Would you please kindly offer the data, codes, or settings for training the predictor?
Prerequisites
Before submitting your question, please ensure the following:
- [x] I am running the latest version of PowerInfer. Development is rapid, and as of now, there are no tagged versions.
- [x] I have carefully read and followed the instructions in the README.md.
- [x] I searched using keywords relevant to my issue to make sure that I am creating a new issue that is not already open (or closed).
Question Details
I'm trying to train the sparsity predictor by referring to DejaVu, but I have a strange finding. I generate the predictor training data on C4 by myself. For ReLULLaMA-7B, I train a predictor with higher recalls on C4 than that you provide in ReLULLaMA-7B-Predictor. (e.g., 0.94 v.s. 0.90 in layer 0)
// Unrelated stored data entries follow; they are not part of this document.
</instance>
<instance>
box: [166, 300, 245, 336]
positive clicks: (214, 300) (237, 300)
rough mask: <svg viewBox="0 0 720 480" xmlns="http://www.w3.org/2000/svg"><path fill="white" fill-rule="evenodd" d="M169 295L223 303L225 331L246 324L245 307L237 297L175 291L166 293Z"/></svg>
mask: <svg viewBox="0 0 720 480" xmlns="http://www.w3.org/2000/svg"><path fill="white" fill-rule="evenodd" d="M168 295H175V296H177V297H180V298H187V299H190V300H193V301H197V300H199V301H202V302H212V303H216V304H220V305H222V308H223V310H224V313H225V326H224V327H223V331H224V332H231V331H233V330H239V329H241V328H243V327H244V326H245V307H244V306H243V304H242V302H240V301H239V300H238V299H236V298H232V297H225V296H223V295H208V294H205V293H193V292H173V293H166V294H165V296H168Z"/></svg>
However, when applying this predictor to PowerInfer, the efficiency is considerably lower than your ReLULLaMA-7B-Predictor. What is wrong with this? (The upper image is obtained by the predictor trained by myself. The lower image is obtained by ReLULLaMA-7B-Predictor.)
It is also probably due to some mistakes I made. Therefore, I also attach the code for generating the training data (get_llama_data.py and hf_llama_module.py), and for training the predictor (main_mlp.py, run_c4_mlp.sh, trainer_mlp.py).
Looking forward to your response! Of course, the best solution is to open-source the data, codes, or just parameter settings for training ReLULLaMA-7B-Predictor.